The WP, NYT, and LAT fronts report on China's handing down of stiff prison sentences--11 to 13 years--to dissidents who'd been trying to start China's first democratic opposition party. (The WP reports on the sentencing of two organizers, while the other two papers also mention a third.) The LAT and NYT report that a State Dept. spokesman denounced the sentences. But the Chinese leadership seems unbending--the NYT reports that in a speech last Friday, China's president and Communist party chief, Jiang Zemin, stated, "The Western mode of political systems must never be adopted." The papers note that this crackdown comes at a time when unquestionably Chinese people have more personal freedom than they've ever experienced before under Communist rule. But the LAT quotes a professor's explanation for this stern crackdown: "The Chinese government has always been worried about any movement that might tie people in one province with people in another." The NYT runs a second piece inside reporting that critics of China cited the prison sentences as proof that the Clinton administration's policy of economic and diplomatic engagement with China has failed.

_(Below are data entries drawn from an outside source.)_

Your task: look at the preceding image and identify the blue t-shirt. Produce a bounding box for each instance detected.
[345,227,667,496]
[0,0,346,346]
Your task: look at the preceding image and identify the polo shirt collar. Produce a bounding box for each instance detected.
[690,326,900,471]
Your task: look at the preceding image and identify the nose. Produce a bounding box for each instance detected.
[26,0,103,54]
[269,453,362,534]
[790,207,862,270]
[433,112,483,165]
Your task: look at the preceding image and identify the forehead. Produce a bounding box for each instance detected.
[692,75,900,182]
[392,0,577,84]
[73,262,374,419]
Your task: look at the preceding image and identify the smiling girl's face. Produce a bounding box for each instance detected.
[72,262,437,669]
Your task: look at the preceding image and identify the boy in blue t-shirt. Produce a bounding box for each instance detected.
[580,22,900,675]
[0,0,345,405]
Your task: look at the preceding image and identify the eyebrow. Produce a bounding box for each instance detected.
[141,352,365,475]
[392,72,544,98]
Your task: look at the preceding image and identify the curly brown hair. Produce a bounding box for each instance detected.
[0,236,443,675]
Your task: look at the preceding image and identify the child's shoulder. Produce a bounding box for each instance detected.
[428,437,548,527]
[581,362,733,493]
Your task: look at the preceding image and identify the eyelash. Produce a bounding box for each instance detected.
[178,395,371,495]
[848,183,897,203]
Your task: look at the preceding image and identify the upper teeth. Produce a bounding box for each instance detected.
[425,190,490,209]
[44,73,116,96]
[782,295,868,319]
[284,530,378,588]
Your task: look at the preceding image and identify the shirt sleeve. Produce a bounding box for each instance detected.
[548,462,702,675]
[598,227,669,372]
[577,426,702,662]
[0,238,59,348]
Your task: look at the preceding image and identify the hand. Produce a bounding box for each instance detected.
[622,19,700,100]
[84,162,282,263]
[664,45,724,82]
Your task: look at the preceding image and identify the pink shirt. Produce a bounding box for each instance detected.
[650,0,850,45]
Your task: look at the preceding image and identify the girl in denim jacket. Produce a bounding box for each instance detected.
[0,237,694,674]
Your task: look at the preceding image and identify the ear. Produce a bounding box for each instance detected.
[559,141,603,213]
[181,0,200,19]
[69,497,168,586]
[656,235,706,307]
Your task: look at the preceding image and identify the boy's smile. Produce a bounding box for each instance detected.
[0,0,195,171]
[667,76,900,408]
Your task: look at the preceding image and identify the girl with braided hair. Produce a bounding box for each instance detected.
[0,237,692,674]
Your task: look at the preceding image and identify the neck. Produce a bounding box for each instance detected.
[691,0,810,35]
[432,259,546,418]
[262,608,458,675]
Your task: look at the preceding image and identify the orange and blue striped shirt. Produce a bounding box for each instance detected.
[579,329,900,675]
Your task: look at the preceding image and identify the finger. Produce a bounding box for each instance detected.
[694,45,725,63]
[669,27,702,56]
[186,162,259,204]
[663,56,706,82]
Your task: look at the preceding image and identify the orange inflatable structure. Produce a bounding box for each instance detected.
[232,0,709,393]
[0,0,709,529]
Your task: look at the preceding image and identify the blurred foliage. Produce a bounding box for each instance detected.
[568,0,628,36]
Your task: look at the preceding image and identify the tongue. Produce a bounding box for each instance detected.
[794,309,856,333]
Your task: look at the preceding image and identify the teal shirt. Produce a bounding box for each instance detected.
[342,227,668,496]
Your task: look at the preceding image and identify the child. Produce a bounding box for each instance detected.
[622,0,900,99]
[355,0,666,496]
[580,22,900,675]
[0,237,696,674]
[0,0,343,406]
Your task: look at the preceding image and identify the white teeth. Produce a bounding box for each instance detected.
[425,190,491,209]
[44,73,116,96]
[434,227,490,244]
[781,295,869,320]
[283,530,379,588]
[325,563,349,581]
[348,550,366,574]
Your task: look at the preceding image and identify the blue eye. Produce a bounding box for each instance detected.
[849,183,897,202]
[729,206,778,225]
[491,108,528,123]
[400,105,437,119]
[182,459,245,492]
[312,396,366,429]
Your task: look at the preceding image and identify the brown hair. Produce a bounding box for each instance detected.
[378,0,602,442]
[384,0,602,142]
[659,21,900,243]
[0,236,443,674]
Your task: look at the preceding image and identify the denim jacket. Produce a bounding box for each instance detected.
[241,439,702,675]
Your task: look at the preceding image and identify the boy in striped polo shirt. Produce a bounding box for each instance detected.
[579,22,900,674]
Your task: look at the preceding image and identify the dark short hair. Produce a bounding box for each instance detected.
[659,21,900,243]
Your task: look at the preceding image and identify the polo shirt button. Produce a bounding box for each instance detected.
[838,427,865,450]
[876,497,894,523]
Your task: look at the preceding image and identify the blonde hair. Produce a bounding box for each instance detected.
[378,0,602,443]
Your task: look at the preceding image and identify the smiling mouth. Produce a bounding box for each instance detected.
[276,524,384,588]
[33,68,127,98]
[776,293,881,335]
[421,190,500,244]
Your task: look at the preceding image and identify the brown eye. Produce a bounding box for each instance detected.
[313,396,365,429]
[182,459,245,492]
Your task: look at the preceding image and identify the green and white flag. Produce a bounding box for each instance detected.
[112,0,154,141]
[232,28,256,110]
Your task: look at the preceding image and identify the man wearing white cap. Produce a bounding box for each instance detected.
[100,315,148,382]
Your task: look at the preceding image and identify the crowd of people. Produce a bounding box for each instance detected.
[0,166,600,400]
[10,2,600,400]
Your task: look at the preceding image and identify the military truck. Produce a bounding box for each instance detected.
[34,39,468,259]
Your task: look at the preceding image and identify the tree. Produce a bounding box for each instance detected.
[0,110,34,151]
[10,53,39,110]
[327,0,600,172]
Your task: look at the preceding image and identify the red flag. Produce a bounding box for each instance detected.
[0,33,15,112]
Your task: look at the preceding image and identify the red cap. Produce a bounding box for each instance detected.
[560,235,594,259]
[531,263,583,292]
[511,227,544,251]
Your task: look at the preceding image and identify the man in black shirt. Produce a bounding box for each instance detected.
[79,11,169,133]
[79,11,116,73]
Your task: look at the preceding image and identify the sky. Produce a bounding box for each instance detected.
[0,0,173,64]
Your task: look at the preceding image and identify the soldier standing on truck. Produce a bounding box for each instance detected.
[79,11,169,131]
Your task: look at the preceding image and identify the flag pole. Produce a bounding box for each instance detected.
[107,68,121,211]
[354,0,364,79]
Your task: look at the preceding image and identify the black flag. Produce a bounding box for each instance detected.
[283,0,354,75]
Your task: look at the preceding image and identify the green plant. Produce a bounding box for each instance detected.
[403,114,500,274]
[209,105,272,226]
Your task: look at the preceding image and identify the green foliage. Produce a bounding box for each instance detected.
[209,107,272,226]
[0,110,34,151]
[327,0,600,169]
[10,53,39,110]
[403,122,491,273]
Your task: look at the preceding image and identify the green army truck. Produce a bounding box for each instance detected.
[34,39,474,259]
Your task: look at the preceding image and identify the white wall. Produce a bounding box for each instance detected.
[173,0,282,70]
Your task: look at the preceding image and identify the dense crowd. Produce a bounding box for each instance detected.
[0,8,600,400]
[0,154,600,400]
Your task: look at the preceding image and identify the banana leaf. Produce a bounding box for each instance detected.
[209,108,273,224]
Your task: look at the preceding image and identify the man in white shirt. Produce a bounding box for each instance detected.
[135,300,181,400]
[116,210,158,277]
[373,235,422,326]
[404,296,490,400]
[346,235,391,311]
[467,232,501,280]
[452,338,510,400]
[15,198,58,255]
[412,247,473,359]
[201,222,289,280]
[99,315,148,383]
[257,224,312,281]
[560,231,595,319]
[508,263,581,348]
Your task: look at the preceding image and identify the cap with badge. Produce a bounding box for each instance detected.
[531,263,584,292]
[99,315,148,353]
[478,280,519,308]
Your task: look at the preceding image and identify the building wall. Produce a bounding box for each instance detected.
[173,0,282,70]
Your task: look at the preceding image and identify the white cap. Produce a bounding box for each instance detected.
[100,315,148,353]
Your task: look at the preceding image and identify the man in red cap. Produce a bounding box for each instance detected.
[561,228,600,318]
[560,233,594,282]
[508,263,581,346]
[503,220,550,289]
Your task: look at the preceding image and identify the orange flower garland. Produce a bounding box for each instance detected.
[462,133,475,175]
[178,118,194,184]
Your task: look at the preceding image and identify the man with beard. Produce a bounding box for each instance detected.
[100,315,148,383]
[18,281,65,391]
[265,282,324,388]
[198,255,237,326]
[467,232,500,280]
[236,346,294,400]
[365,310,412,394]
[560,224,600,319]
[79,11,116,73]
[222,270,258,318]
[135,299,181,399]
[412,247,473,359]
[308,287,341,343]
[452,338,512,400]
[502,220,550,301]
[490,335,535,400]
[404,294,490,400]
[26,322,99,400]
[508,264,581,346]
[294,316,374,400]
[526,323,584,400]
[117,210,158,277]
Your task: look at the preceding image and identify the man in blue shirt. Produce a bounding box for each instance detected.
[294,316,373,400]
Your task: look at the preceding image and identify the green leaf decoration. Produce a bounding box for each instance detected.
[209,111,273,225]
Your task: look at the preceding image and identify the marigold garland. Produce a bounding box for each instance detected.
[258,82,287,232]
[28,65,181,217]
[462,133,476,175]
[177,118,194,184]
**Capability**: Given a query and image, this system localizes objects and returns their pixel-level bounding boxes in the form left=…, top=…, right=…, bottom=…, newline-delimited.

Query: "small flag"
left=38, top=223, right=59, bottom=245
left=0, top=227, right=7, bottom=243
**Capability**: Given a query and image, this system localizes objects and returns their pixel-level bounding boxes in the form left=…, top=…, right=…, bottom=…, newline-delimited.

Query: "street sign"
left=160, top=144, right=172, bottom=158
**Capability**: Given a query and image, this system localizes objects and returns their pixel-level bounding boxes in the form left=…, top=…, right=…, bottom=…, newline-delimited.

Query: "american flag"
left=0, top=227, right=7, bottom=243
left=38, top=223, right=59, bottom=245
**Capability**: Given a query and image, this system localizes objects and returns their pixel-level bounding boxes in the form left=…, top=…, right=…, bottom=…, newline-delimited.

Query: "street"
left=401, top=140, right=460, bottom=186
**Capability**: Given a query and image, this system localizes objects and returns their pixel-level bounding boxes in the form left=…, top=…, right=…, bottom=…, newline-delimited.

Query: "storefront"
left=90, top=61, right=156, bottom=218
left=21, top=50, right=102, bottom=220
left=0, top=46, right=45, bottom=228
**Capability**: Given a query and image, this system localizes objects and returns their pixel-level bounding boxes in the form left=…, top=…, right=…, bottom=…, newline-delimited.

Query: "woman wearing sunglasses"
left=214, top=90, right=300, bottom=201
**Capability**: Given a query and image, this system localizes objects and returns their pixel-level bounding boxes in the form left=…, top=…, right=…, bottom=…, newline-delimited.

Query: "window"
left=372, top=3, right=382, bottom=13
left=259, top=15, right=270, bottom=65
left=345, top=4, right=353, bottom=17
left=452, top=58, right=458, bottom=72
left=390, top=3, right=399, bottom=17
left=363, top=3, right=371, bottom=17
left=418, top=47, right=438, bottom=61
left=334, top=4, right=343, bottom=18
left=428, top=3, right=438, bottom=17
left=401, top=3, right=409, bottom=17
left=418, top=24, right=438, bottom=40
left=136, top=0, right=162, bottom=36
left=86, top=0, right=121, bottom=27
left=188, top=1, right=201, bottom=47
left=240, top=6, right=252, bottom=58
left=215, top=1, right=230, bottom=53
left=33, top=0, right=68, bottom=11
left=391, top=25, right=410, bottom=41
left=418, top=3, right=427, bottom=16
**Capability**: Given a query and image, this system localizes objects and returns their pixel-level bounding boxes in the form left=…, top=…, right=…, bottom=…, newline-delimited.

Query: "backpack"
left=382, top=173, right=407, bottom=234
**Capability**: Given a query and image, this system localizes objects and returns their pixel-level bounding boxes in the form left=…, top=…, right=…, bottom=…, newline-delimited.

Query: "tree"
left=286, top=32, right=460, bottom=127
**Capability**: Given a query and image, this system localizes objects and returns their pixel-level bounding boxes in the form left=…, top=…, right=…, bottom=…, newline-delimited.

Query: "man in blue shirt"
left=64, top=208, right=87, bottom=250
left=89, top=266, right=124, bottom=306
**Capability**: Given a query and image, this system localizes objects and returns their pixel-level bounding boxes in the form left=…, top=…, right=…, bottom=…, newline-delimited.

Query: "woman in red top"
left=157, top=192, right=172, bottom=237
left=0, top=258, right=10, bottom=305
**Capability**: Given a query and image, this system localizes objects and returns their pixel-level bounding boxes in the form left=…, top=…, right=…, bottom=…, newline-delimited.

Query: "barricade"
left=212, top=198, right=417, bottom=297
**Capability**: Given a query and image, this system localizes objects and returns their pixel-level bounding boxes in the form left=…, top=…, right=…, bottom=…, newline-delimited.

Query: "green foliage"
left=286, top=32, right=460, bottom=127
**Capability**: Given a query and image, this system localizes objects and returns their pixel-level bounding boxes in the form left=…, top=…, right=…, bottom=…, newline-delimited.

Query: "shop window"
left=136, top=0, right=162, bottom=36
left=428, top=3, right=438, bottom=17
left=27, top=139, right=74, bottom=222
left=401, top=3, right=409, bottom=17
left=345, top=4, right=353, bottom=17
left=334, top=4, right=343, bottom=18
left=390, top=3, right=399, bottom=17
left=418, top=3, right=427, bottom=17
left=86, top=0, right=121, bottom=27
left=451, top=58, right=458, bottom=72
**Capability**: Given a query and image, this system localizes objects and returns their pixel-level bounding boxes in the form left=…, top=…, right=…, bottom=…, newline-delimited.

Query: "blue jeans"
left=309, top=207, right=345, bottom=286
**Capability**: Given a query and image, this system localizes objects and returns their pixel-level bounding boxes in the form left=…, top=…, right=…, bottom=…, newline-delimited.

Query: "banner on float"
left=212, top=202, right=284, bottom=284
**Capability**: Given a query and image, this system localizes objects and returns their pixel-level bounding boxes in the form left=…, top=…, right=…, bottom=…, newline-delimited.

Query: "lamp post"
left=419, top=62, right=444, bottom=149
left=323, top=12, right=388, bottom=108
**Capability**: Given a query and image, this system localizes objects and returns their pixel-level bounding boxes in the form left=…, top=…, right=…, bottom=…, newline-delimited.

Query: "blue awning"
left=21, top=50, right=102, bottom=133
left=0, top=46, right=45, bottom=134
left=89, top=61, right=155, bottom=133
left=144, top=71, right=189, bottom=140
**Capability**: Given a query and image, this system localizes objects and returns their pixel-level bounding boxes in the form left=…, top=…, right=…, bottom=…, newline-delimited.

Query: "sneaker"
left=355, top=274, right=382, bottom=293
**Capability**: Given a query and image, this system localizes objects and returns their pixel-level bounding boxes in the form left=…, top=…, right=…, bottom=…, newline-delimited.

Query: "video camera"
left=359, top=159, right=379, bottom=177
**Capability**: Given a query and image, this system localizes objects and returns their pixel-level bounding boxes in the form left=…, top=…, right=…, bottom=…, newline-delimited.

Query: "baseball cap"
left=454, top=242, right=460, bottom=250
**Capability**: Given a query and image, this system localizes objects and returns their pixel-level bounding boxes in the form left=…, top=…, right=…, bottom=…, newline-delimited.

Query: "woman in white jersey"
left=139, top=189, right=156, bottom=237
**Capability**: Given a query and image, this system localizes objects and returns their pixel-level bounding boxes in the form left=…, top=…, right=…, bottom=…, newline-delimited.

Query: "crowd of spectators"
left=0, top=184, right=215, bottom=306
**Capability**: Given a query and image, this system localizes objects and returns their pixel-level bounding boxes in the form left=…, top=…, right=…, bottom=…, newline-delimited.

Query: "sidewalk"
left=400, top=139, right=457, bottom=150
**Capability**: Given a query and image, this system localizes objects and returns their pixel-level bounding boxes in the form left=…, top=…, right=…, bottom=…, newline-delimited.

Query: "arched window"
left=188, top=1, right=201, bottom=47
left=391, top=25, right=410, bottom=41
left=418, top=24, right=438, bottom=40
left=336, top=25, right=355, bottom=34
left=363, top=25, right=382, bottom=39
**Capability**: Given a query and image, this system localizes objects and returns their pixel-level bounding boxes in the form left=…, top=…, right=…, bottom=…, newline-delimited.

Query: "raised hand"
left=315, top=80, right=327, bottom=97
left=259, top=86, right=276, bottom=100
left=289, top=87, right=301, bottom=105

The Houston octuplets are continuing to get front-page coverage. But today, it's tempered with concerns about the ethics of so fully unleashing state-of-the-art reproductive therapy. The Post quotes a doctor saying flatly that such extreme multiple births are not a victory for science and warning against "exuberant therapy." And the NYT quotes another saying the event is "a wake-up call for the medical profession." One problem emerging via the coverage is that the fertility-enhancing technology is so expensive that when patients have to pay for it out of their own pockets, instead of via insurance, whether or not a pregnancy results--they pressure doctors to use increasingly potent measures, greatly increasing the chance of high-multiple births.
The LAT front fascinates with reporter Elizabeth Shogren's exclusive look into President Clinton's mindset as he holiday-partied at the White House with friends Sunday night. Shogren, a party guest, snagged a lengthy interview with Clinton. Highlights: Clinton believes that in 20 or 30 years, he will be vindicated. He is determined to find a quick way out of the crisis, but is stumped about how to do that. His friends at the party were "gloomy and distraught" and it was Clinton who was cheering them up. He has been buoyed from recent personal advice not just from a longtime minister friend, but also from Nelson Mandela and former House Speaker Jim Wright. Besides Mandela's spiritual counsel against harboring hate towards your attackers, Clinton cited a practical reason for not being more prominent in his own defense: focusing on himself rather than his job would make his approval ratings plummet.
One of the reasons journalists are so despised by other folks is their bent for comments like the one the WP's James Glassman tosses off in his column today: "(Rep. Dennis Hastert, a former high school wrestling coach, may be a fine fellow, but speaker of the House?!)" Would Glassman be so quick to criticize another wrestler-turned-politician from Illinois, with only one year total of formal education--Abraham Lincoln?